You can only think about the made shots.’’
He said one problem he was having was shooting from too far out. Assistant coach Ryan Mahoney told him to shoot right behind the 3-point line and take advantage of his screens.
“I can hit those shots all night long,’’ he said.
Qualls feels less pressure now than when he was in high school, where he was one of the state’s top all-time leading scorers.
“It was always ‘daddy’s boy, daddy’s boy,’’’ Qualls said. “I don’t hear that now. I’m happy about that. It’s a lot of relief.
“I don’t worry about the pressure. I’m happy about getting a W (NOC Enid is 14-4 overall).
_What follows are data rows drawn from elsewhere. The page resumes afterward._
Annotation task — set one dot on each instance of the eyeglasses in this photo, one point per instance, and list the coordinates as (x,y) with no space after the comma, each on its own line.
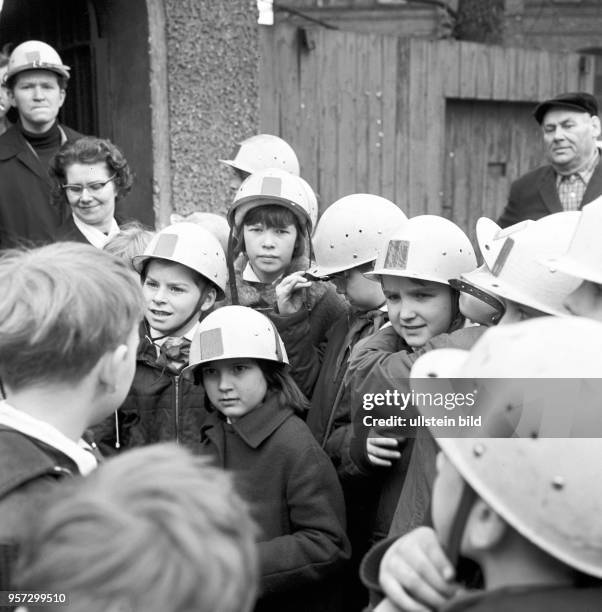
(95,187)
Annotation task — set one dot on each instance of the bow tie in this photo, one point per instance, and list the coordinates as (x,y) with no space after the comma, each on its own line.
(174,353)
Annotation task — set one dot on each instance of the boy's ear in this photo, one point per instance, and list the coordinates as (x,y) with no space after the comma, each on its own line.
(485,528)
(209,297)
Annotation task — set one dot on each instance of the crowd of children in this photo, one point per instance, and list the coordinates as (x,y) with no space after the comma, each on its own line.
(258,350)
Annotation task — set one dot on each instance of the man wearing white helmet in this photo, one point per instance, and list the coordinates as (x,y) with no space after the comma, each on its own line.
(36,82)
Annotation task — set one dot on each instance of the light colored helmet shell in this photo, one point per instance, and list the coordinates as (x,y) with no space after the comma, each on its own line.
(584,256)
(192,246)
(35,55)
(427,247)
(351,230)
(519,272)
(544,487)
(264,151)
(274,186)
(237,332)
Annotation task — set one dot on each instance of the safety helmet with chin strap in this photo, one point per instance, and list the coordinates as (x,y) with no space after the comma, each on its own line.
(236,332)
(519,273)
(263,151)
(535,456)
(34,55)
(427,247)
(351,230)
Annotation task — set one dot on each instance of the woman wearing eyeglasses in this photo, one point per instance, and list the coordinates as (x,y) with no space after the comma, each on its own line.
(91,176)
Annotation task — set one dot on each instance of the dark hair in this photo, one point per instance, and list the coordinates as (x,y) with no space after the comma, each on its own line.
(272,216)
(89,150)
(281,383)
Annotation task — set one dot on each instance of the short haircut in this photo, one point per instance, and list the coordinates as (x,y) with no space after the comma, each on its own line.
(131,241)
(89,150)
(155,530)
(63,307)
(272,216)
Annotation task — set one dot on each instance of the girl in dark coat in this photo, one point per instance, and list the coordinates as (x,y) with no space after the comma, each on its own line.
(282,471)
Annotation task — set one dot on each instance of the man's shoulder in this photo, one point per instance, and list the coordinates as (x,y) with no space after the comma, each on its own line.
(530,177)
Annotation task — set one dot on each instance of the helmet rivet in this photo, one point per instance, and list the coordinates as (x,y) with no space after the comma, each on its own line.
(558,483)
(478,450)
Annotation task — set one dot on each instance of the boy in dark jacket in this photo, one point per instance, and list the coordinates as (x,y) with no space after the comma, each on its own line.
(68,340)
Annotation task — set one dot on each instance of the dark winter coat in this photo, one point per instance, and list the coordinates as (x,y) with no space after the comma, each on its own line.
(29,469)
(380,362)
(296,500)
(303,333)
(160,406)
(26,212)
(534,195)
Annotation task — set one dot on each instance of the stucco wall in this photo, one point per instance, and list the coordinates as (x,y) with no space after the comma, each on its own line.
(212,56)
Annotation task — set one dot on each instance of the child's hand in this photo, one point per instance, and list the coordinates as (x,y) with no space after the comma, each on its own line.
(415,574)
(382,451)
(288,293)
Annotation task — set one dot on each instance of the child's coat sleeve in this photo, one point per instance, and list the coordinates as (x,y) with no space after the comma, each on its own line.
(317,546)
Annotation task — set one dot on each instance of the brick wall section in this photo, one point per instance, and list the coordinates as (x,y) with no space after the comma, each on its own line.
(213,97)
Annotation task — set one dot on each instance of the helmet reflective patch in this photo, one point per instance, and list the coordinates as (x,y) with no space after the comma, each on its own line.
(397,254)
(500,261)
(212,345)
(271,185)
(166,245)
(32,57)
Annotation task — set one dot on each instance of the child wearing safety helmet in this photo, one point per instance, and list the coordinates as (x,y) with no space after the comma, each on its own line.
(271,219)
(183,272)
(508,495)
(258,153)
(252,429)
(583,260)
(346,244)
(517,271)
(414,266)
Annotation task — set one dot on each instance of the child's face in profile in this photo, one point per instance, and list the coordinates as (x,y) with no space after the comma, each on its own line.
(586,301)
(515,313)
(171,293)
(269,249)
(418,310)
(234,386)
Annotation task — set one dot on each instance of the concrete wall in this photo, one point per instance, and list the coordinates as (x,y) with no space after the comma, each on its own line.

I know my shot is going to come. I’m not worried about it. As long as we win, I’m satisfied.’’
When he’s not on, he’s looking for Jeremy Espinoza (15.1 ppg) or Connor Brooks (13.2).
“That’s what the (NBA’s Miami) Heat does when their No. 1 or No. 2 is struggling,’’ Qualls said. “The other guys step up and hit shots. That’s what Jeremy has been doing all year. He’s picked us up.’’
Qualls said the Jets have to protect home court against Connors, a traditional power.
“The sophomores have been preaching to the freshmen about the intensity you have to have in practice to win games,’’ he said. “They are starting to come around. Last year we looked to X (Xavier McClish) for stuff. This year Connor, Jeremy, Philip (Brown), Rex (Farmer) and I all talk to the freshmen. We’re taking the leaders role.’’
Qualls’ goal is to get to the national tournament — something the Jets fell a game short of when they lost to Eastern in the regional finals.
“The further we can go, the more it will help our looks for next season (as far as four-year schools),’’ he said. “Right now my mindset is just getting to the national tournament and winning it.’’
No. 22 Lady Jets go for 9th straight win
The No. 22-ranked Lady Jets (13-5, 5-1) will be going for their ninth straight win. Connors is 11-5 overall and 3-3 in the conference. The Cowgirls have won five of their last six games.
NOC Enid’s Kati Sullivan had five 3-pointers in a 19-point effort in the first half in a 84-46 rout of Western Monday night.
Marisha Wallace leads the Lady Jets’ attack with a 21.1 average, followed by Christa Beasler (9.8) and Chelsea Bates (9.3).